This week, we switched from one package of butter to another and found a great contrast in the color of the two sticks of butter:
Both are organic butter, nothing fancy; the one at right is Kirkland brand from Costco, the one at left is King Soopers/Kroger’s organic store brand.
Why is one yellow — the color we might call “butter yellow” — while the other is nearly white?
Apparently, it has to do somewhat with the breed of cow, and more directly with the content of the cow’s feed. More fresh feed — in particular green grass or hay, which contains more beta carotene — turns butter more yellow. Beta carotene is a Vitamin A, the same thing that makes carrots yellow-gold to orange.

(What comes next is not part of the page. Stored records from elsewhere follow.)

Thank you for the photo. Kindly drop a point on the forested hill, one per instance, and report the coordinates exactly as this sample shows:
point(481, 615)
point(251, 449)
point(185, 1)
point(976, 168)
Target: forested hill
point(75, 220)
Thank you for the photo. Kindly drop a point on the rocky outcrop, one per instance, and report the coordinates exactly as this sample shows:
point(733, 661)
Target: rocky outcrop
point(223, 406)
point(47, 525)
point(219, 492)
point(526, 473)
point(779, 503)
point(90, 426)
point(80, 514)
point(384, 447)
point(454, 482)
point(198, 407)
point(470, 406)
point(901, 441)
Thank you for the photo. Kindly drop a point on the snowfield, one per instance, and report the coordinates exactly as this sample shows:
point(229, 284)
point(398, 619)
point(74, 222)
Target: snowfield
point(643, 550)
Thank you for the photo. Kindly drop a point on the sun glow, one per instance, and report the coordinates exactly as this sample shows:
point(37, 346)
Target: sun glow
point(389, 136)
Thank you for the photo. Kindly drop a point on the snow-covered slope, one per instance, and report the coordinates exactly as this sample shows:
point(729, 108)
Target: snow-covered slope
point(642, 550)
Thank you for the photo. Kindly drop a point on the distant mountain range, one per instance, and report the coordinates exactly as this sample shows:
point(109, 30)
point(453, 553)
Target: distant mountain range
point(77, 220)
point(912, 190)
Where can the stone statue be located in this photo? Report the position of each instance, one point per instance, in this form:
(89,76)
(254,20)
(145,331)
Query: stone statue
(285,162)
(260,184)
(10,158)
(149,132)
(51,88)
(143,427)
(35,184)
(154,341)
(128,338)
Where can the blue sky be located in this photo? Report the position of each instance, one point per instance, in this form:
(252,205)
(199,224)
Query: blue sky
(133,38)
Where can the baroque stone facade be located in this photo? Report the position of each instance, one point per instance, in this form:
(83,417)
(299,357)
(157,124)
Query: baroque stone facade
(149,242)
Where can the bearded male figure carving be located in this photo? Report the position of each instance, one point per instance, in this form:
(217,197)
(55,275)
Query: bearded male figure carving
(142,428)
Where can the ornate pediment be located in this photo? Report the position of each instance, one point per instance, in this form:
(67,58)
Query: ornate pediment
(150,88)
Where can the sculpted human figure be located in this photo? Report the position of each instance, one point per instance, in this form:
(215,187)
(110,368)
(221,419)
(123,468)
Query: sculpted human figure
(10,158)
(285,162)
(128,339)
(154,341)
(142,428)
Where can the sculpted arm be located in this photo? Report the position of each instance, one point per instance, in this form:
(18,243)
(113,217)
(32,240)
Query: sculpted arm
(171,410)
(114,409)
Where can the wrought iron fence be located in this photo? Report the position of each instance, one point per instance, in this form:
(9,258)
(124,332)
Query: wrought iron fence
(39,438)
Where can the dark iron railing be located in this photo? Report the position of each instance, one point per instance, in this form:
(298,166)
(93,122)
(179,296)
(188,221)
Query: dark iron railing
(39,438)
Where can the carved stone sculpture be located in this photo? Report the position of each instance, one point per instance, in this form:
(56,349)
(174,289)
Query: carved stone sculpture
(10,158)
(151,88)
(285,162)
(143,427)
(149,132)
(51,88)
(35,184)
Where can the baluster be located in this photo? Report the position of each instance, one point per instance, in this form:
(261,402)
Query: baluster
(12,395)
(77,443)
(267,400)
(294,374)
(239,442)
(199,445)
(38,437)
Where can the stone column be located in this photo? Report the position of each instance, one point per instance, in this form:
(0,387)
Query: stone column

If butter is made from the milk of a cow that grazes naturally, on fresh grass in spring and summer, and drier grass or hay during the winter, the color of the butter will vary. Rich spring cream makes a nice yellow butter. That’s why margarine makers dye their products yellow.
We were happy to find that nice yellow butter for some fresh baguettes for dinner last week.
What is European butter?
The topic of butter also came up a few weeks ago when I had dinner at the wonderful Restaurant Six89 in Carbondale, Colo., for my mother’s birthday.
We pretty much raved about everything, and our pleasure in the meal was only enhanced by my before-dinner peek at their backyard chicken coop — and sight of a couple of the cooks heading out to the garden to snip herbs for the meal.
We got into conversation about butter, though, because Six89’s butter was especially delicious (even shot by camera phone in the dim lighting).
I speculated that maybe it was just good butter, soft, or maybe they use European-style butter. My mother and sister asked just what European-style butter was. I thought it was butter with a higher percentage of butterfat, and according to Wikipedia, I was correct:
European butter typically contains 82% to 84% butterfat and comes in salted and unsalted varieties. The greater portion of butterfat makes European butter taste richer than American butter.
Butter sold in United States markets is typically 80% to 82% butterfat and salted, unless marked otherwise. Flavorings, colorings, and preservatives may also be added. European style butter, at 82% or greater fat content, is refered to as “dry butter”, and is available in specialty shops. Salted butter is generally sold in sticks wrapped in wax paper, while unsalted butter is sometimes wrapped in aluminum foil.
Whatever continent it comes from, it’s delicious. Six89 gives the option of olive oil or butter for bread, but I’m a butter girl myself.
What about nutrition?
If you are hungering for some butter and wondering about its nutritional value, check out this interesting article that argues that butter isn’t really too bad … for a fat. (But margarine, it says, is bad.)
And if you’d like to go the other direction completely, a Google search revealed that Wilton makes something special for cakes — no-color artificial butter flavoring. Don’t drink the whole bottle in one sitting!